Autor: James P. Roberts Data: A: Sheldon Hearn, barryp CC: exim-users Assumpte: Re: [Exim] CRLF input through pipe causes mangled headers
> > I used tcpdump to take a look at the traffic Exim was generating > > both for SMTP and LMTP delivery of these CRLF terminated messages,
> > and found that Exim *is* modifying the message bodies, adding an
> > extra CR, so the lines end up transmitted over the wire with CRCRLF
> > terminations.
> >
> > So Exim is already violating point #1, but it has to, because
> > as Philip said - it's a Unix world, and most files have just LF
> > termination.

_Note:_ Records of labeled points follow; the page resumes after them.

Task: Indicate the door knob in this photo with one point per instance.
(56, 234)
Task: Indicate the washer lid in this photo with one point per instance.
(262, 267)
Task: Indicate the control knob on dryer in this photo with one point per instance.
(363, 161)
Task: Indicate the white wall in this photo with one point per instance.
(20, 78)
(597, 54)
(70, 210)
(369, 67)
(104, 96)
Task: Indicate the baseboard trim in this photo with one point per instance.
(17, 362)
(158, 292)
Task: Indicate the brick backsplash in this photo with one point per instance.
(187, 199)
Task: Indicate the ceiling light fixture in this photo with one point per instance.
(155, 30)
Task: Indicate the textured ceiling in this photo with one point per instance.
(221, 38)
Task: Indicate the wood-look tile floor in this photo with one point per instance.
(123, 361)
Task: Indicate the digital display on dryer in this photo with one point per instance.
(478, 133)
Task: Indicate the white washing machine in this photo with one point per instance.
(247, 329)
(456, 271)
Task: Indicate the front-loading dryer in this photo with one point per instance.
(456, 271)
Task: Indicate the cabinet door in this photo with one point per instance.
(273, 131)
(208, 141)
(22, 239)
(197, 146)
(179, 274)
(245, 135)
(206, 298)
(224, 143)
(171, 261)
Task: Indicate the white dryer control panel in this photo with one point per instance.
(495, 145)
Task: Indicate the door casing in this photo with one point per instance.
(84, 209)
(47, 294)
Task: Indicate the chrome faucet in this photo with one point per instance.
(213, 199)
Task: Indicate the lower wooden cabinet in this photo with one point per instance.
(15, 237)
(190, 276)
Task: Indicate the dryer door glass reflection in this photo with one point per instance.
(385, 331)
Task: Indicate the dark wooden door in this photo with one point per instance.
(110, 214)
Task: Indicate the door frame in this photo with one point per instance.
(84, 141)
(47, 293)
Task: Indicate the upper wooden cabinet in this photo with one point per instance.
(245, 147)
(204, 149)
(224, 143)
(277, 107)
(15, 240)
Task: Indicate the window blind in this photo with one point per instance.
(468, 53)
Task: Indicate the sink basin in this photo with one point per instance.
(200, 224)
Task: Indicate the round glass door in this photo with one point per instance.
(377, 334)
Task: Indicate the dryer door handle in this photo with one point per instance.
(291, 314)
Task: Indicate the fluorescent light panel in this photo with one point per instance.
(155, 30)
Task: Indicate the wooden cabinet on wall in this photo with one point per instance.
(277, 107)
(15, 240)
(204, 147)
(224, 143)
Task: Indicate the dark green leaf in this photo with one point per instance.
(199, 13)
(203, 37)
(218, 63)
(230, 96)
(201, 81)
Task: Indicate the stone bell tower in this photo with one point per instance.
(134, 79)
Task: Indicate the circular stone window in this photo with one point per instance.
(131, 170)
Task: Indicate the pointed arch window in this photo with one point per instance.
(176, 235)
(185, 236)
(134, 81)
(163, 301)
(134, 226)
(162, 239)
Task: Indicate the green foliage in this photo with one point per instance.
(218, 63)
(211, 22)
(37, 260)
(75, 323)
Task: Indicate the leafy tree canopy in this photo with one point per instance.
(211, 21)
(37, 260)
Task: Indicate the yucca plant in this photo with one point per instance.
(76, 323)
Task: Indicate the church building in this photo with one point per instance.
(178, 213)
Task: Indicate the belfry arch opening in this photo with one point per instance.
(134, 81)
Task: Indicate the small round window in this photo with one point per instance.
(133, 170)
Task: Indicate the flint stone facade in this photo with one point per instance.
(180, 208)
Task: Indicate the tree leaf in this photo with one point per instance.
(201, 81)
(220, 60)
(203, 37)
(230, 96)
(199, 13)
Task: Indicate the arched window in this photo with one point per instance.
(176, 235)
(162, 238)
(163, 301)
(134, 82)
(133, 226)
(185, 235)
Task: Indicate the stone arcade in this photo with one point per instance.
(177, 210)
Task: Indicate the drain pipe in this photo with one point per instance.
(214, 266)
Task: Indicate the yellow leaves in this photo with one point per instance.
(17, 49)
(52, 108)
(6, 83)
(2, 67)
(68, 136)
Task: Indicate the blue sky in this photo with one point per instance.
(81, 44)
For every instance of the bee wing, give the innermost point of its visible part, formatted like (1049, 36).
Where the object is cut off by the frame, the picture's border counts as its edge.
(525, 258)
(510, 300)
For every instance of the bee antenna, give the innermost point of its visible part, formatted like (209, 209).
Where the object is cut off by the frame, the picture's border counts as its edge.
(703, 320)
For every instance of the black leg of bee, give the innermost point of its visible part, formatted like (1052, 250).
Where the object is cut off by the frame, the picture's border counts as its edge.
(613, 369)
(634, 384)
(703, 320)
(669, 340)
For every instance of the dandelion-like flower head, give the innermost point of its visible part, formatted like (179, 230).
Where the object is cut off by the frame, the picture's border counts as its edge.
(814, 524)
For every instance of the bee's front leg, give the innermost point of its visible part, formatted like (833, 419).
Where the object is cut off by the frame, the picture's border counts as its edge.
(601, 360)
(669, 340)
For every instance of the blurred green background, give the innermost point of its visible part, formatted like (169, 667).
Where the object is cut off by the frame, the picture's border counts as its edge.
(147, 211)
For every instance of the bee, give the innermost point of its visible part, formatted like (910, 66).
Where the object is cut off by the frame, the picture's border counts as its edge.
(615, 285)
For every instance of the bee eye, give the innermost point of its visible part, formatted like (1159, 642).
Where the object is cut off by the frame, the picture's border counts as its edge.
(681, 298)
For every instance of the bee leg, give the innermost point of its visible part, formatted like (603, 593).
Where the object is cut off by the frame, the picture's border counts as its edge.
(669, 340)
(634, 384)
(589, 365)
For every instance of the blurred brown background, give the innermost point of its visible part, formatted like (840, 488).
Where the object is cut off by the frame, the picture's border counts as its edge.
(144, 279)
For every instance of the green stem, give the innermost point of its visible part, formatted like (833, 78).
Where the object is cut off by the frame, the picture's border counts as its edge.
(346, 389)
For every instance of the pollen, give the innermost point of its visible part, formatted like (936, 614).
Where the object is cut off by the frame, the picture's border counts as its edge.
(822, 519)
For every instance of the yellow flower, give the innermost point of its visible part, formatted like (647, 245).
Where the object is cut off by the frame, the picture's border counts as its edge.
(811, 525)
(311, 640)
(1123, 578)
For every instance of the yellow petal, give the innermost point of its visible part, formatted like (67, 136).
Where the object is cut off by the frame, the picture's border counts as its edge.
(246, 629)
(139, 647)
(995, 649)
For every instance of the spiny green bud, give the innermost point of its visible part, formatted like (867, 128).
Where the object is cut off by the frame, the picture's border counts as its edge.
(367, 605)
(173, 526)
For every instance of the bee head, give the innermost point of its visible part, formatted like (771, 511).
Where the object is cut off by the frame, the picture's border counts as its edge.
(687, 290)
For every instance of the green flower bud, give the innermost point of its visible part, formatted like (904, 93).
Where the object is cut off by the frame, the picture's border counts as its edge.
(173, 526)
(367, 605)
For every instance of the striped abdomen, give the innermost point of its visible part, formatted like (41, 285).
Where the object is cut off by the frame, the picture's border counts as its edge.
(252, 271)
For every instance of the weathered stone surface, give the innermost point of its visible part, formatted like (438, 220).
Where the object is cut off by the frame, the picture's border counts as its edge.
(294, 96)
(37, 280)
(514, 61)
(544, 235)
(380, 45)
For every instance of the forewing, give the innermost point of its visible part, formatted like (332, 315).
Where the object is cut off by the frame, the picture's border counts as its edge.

Exim usually needs to add CR to make it legal SMTP -
> > it's just that in this case, they're already there, but unfortunately
> > Exim is just blindly adding some more.
>
> Hang on, you're misunderstanding the results you see. You're looking at
> the message "in transit", where it's governed by network transport
> rules. Those extra CRs you're seeing are removed at the other end of
> the transport pipe, as mandated by the standards.
>
> What we're talking about, with respect to changing message bodies, is
> that Exim shouldn't make changes that are visible OUTSIDE the scope of
> transport. This is also mandated (to varying degrees depending on
> context) by the standards.
>
> Ciao,
> Sheldon.
Ah. Thanks for the clarification. I completely agree with that concept.
Just as, for example, using SSL to encrypt a message in transport, which
obviously modifies things in transit, but make no changes to the contents
coming out the other end of the pipe. Cool. I think I get it.